Physical trauma is another potential trigger for lymphedema; perhaps subsequent to an accident, or following surgery for a non-cancer related reason. In certain parts of the developing world, infection with a parasite can trigger lymphedema (filariasis). In any event, these forms of lymphedema are called secondary lymphedema, as it occurs only after a precipitating event damages local lymphatic structures.
Although lymphedema symptoms can be managed, it remains incurable. For most sufferers, the goal is to manage their condition successfully. For some patients that can mean few, if any, symptoms. Unfortunately, lymphedema may strike at any time following a precipitating event. In some instances, it may manifest months or even years after successful treatments for cancer. No one knows for certain why lymphedema occasionally occurs so long after such treatments.
Not all cases of lymphedema are related to an identifiable precipitating cause. In fact, some sufferers are born with defects that immediately — or eventually — lead to lymphedema. This form of the condition, called primary lymphedema, is also known as hereditary lymphedema. People with this relatively rare form of the illness may be born with poorly or incompletely formed lymphatic structures. In some instances, primary lymphedema is related to other “malformative” diseases, such as Klinefelter, Turner or Noonan syndromes.
Although secondary lymphedema is more common, there are at least seven subtypes of primary lymphedema. They run the gamut from congenital hereditary lymphedema to lymphedema-distichiasis, lymphedema praecox (Meige disease), lymphedema tarda, and Nonne-Milroy disease, among others. Some of these hereditary forms may result in edema that develops almost immediately, while other forms may only manifest during puberty, or even later. Lymphedema tarda, for instance, is a form of hereditary lymphedema that typically manifests only after the age of 35.
For reasons that are unclear, females are more likely to suffer from primary lymphedema than males. In the general population, only about one in 6,000 people are born with primary lymphedema. The great majority of cases (about 80%) consist of hereditary lymphedema type II (Meige syndrome). This is a form that manifests during or after puberty. Although it typically affects the legs, other areas such as the arms or face may be involved although this may be another genetic cause for lymphedema.

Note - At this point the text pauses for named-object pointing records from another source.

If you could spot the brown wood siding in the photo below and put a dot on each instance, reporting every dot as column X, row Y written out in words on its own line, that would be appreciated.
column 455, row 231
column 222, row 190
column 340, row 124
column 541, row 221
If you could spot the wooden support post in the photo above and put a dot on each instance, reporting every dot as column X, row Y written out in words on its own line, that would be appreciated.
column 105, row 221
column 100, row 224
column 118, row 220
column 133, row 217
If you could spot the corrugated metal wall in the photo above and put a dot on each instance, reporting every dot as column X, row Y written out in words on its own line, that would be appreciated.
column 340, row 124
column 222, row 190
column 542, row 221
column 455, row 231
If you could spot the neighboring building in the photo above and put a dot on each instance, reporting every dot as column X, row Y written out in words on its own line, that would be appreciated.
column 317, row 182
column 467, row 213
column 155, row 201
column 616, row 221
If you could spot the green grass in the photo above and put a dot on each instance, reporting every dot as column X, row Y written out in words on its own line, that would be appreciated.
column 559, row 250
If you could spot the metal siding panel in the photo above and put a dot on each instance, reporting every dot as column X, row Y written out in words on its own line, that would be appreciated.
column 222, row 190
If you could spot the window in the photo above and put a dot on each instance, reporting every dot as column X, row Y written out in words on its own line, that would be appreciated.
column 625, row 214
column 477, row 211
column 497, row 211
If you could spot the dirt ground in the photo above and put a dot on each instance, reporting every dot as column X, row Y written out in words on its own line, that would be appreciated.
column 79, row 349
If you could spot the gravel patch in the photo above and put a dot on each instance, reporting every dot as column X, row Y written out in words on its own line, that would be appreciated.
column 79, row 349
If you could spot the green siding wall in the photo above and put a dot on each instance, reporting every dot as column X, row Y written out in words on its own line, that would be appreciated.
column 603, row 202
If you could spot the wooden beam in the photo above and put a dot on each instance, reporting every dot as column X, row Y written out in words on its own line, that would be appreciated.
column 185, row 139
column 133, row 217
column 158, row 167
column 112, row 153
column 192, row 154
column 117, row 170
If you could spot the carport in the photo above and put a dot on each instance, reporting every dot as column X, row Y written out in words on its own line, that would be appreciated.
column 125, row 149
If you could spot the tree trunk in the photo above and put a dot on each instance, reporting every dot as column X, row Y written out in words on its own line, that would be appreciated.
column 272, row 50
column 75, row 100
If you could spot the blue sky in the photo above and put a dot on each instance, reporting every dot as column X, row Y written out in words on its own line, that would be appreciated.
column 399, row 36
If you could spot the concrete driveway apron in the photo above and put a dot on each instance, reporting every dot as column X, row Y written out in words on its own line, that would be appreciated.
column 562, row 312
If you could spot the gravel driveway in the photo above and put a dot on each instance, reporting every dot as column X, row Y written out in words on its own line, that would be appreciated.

Predetermined versus Predisposed
As we have seen, there are two main types of lymphedema: primary and secondary. Primary is related to heredity; a person is born with this defect. Secondary develops when otherwise healthy lymphatic structures are harmed by trauma, infection, surgery or radiation. The former is an example of a predetermined condition. Genetics cannot presently be changed; one is born with this condition. But what about predisposition? Can an otherwise healthy person be more predisposed to develop secondary lymphedema?
According to an article published in Lymphatic Research Biology, in 2012, there is some evidence that certain normal individuals possess certain genes that may predispose them to be susceptible to the development of secondary lymphedema following cancer-related treatments. Another article published that year in Clinical Cancer Research appeared to confirm this link between certain mutations and susceptibility to secondary lymphedema following breast cancer treatment. In the latter paper, the authors argued: “genetic susceptibility is an important risk factor for secondary lymphedema.” *
Although experts have not yet incorporated this finding into their approach to the treatment of breast cancer, the authors suggest that this new understanding of the role of genetics in susceptibility to secondary lymphedema indicates new approaches may be required to minimize the risk of the condition.
*Feingold DN, Baty CJ, et al. Connexin 47 mutations increase risk for secondary lymphedema following breast cancer treatment. Clin Cancer Res. 2012 Apr 15;18(8):2382-90.